The Kansas secretary of state met Trump in Bedminster, New Jersey as Trump continues to choose members of his upcoming administration.

According to The Guardian, Kobach has been rumoured to be up for several positions, but the documents he was seen carrying indicate he may be under consideration for Homeland Security (DHS).

The papers indicate a "strategic plan" for DHS in the first year of Trump's presidency.

Among Kobach's proposals is the reintroduction of a programme used by the Bush Administration following the 9/11 attacks that tracked individuals from "high-risk areas".

The National Security Entry-Exit Registration System (NSEERS) was a programme based on the country of origin and was considered to be a Muslim registry.

Kobach was the chief architect of the programme while he served in the Justice Department under Bush.
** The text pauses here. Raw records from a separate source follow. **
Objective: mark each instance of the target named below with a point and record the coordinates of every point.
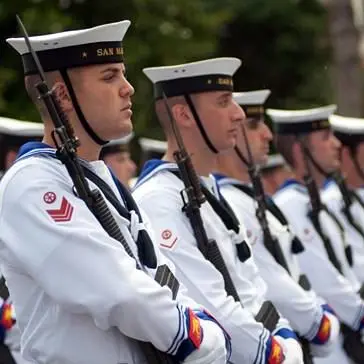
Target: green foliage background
(282, 43)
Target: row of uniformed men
(80, 297)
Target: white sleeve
(326, 281)
(203, 281)
(294, 303)
(353, 237)
(79, 266)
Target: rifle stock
(66, 144)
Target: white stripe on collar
(165, 166)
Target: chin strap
(79, 112)
(199, 124)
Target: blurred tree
(346, 69)
(161, 33)
(283, 47)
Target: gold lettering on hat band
(102, 52)
(254, 109)
(225, 81)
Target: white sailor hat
(252, 102)
(121, 141)
(153, 145)
(101, 44)
(20, 129)
(348, 130)
(274, 160)
(209, 75)
(301, 121)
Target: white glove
(212, 349)
(321, 351)
(292, 350)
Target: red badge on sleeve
(169, 240)
(63, 213)
(276, 355)
(194, 332)
(323, 334)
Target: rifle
(193, 198)
(270, 242)
(67, 143)
(347, 196)
(316, 207)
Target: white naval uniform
(302, 308)
(332, 197)
(338, 290)
(12, 339)
(83, 314)
(158, 193)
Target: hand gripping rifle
(66, 143)
(192, 198)
(270, 242)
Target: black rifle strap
(353, 196)
(297, 246)
(346, 246)
(227, 216)
(314, 217)
(145, 246)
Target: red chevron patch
(64, 213)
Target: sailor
(81, 295)
(307, 143)
(339, 192)
(274, 244)
(274, 172)
(199, 97)
(13, 133)
(116, 155)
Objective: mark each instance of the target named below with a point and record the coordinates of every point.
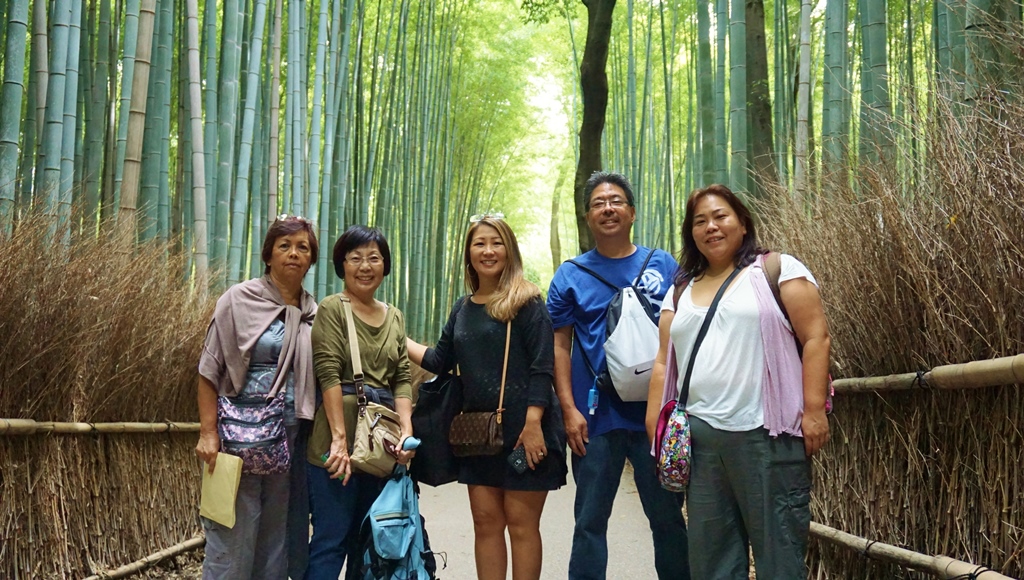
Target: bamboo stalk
(939, 566)
(138, 566)
(30, 426)
(976, 374)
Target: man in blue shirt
(602, 442)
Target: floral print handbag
(672, 450)
(253, 428)
(673, 436)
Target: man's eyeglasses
(372, 259)
(488, 215)
(613, 203)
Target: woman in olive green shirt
(339, 497)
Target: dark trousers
(748, 490)
(337, 513)
(597, 477)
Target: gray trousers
(269, 539)
(748, 490)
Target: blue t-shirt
(577, 298)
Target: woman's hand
(814, 424)
(531, 438)
(207, 448)
(338, 463)
(404, 456)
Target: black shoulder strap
(684, 392)
(594, 274)
(602, 279)
(773, 271)
(583, 353)
(644, 266)
(677, 292)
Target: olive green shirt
(382, 354)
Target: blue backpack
(393, 536)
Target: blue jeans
(337, 513)
(597, 475)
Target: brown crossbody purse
(480, 432)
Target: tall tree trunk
(706, 98)
(10, 110)
(274, 152)
(876, 135)
(227, 97)
(71, 124)
(236, 256)
(594, 88)
(834, 113)
(987, 63)
(136, 123)
(553, 238)
(759, 97)
(49, 187)
(803, 101)
(721, 131)
(738, 170)
(198, 158)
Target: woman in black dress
(473, 341)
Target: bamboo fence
(77, 505)
(951, 486)
(915, 464)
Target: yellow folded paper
(220, 489)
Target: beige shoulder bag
(378, 429)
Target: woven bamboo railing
(977, 374)
(140, 565)
(939, 566)
(29, 426)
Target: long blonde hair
(513, 289)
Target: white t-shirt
(725, 385)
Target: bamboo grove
(196, 123)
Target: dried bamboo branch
(30, 426)
(977, 374)
(137, 566)
(939, 566)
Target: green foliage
(542, 11)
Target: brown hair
(513, 288)
(286, 226)
(691, 262)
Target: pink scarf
(782, 383)
(242, 315)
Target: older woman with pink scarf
(256, 370)
(757, 407)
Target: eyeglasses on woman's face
(355, 260)
(489, 215)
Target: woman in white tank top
(757, 409)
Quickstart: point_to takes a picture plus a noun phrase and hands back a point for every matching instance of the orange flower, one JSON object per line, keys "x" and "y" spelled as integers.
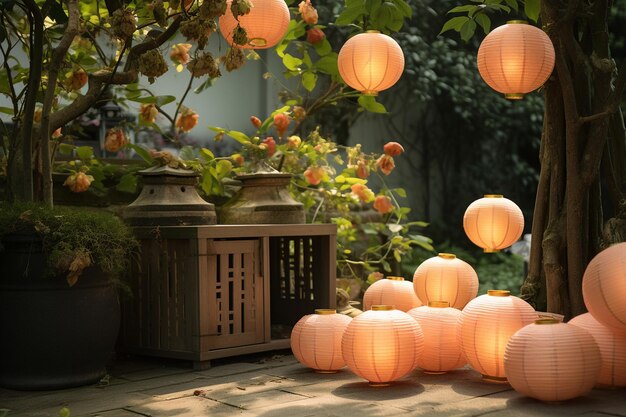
{"x": 382, "y": 204}
{"x": 386, "y": 164}
{"x": 393, "y": 149}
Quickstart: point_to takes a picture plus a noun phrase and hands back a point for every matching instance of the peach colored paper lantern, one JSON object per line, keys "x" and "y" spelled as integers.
{"x": 612, "y": 344}
{"x": 266, "y": 24}
{"x": 316, "y": 340}
{"x": 382, "y": 344}
{"x": 440, "y": 324}
{"x": 604, "y": 286}
{"x": 493, "y": 222}
{"x": 371, "y": 62}
{"x": 515, "y": 59}
{"x": 393, "y": 291}
{"x": 486, "y": 324}
{"x": 552, "y": 361}
{"x": 445, "y": 278}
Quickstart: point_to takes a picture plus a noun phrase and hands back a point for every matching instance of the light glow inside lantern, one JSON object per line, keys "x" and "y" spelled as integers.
{"x": 266, "y": 24}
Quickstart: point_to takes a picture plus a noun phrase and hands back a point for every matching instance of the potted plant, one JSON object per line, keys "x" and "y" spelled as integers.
{"x": 59, "y": 309}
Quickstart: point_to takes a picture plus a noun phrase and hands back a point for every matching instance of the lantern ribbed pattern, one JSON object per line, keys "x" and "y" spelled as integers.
{"x": 266, "y": 24}
{"x": 371, "y": 62}
{"x": 493, "y": 222}
{"x": 393, "y": 291}
{"x": 604, "y": 286}
{"x": 515, "y": 59}
{"x": 445, "y": 278}
{"x": 485, "y": 326}
{"x": 440, "y": 324}
{"x": 552, "y": 361}
{"x": 382, "y": 344}
{"x": 612, "y": 346}
{"x": 316, "y": 340}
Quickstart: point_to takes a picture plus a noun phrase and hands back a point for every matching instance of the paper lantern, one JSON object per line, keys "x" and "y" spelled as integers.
{"x": 515, "y": 59}
{"x": 604, "y": 286}
{"x": 316, "y": 340}
{"x": 440, "y": 325}
{"x": 445, "y": 278}
{"x": 612, "y": 344}
{"x": 552, "y": 361}
{"x": 393, "y": 291}
{"x": 382, "y": 344}
{"x": 266, "y": 24}
{"x": 493, "y": 222}
{"x": 371, "y": 62}
{"x": 485, "y": 326}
Esquire noted that the programme was shelved in 2011 "because it was ineffective, costly, and often seen as harassment".

Trump has often floated around the idea of a Muslim registry and has repeatedly refused to rule out one.
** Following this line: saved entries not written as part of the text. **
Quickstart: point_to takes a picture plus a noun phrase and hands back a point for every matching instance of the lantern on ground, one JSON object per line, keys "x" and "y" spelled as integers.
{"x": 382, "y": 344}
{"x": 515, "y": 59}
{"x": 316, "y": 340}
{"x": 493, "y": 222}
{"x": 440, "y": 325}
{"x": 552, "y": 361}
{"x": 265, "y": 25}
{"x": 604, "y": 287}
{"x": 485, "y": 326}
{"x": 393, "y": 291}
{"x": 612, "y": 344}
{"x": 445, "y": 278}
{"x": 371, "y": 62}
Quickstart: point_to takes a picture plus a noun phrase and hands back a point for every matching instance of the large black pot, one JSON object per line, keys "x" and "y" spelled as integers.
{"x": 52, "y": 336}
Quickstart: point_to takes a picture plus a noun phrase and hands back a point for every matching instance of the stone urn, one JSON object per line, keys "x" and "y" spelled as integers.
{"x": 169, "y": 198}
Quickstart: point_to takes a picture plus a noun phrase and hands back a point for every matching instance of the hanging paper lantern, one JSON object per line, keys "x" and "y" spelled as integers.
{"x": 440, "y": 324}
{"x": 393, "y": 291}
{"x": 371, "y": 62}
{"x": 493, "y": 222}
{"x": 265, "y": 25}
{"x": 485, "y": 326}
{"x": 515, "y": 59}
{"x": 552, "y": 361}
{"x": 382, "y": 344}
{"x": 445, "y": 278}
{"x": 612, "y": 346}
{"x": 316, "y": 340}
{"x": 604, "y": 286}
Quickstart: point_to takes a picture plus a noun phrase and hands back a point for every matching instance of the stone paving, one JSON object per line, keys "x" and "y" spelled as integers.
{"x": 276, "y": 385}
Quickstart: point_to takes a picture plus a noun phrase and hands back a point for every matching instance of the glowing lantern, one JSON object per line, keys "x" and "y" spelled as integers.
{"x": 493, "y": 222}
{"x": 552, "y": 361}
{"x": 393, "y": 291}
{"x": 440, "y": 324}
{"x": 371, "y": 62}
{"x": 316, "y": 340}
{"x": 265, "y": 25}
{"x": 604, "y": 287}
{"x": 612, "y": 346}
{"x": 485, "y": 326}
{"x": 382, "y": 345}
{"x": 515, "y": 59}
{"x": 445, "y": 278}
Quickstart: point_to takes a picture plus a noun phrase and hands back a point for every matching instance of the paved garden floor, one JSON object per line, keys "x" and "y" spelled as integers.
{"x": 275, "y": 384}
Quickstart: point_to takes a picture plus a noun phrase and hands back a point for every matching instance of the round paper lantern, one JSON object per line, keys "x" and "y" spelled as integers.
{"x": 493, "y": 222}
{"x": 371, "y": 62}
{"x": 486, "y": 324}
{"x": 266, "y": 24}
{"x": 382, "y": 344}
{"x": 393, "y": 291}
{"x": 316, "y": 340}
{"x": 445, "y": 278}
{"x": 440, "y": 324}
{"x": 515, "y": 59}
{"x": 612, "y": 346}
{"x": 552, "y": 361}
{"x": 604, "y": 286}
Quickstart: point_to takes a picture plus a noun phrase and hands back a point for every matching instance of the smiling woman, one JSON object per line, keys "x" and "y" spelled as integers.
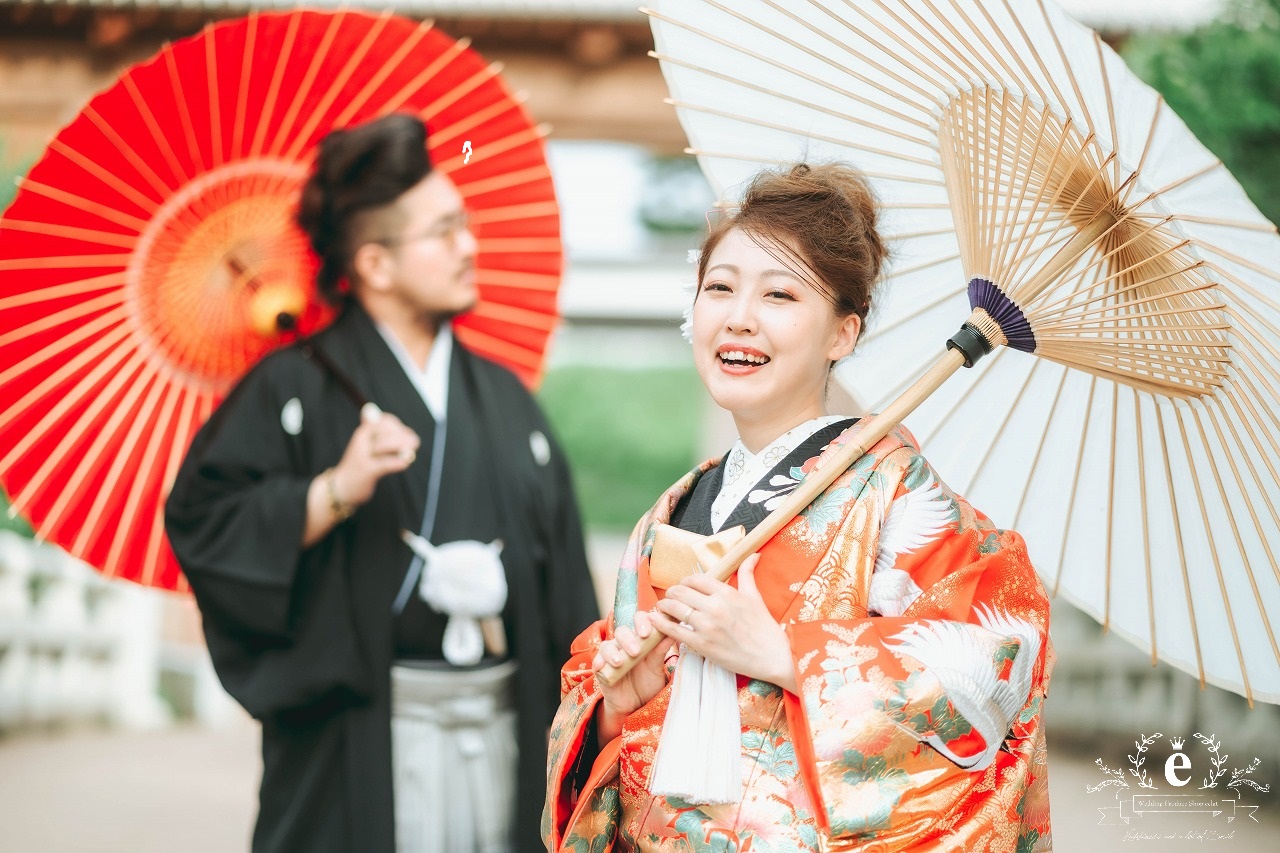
{"x": 876, "y": 671}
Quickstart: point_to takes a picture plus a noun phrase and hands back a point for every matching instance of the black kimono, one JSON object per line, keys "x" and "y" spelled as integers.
{"x": 305, "y": 639}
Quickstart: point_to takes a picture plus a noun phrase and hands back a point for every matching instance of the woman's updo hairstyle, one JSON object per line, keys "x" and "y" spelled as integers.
{"x": 821, "y": 222}
{"x": 357, "y": 169}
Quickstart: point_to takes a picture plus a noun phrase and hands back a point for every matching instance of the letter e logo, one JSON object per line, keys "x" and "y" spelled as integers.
{"x": 1178, "y": 761}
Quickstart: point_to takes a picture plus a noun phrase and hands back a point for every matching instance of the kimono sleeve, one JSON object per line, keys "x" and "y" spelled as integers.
{"x": 237, "y": 511}
{"x": 583, "y": 798}
{"x": 947, "y": 667}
Reince Priebus, who was appointed Trump's chief of staff, said on Sunday (20 November): "I'm not gonna rule out anything, but we're not gonna have a registry based on a religion."

Trump has advocated "extreme vetting" of incoming immigrants from certain parts of the world. Kobach included extreme vetting in his proposal.

"Add extreme vetting questions for high-risk aliens: question them regarding support for Sharia law, jihad, equality of men and women, the United States Constitution," his plan read. Kobach also hopes to "reduce the intake of Syrian refugees to zero".

According to the Topeka Capital-Journal, the Council on Islamic-American Relations expressed alarm about Kobach's plan, calling his proposal "inquisition-style questions." Spokesman Ibrahim Hooper, however, said he was not surprised.

"I think this unfortunately in line with the actions we've seen from President-elect Trump's transition team," Hooper said.

The document, which was partially obscured by Kobach's hand and arm, also made references to the border wall between the US and Mexico, the post-9/11 Patriot Act and the National Voter Registration Act. Micah Kubic, director of the American Civil Liberties Union of Kansas, was equally concerned about Kobach's proposals.

Kubic told the Topeka Capital-Journal that Kobach has a record of making voting and the life of immigrants more difficult. "All of that we find reprehensible, unconstitutional, illegal and un-American," he said.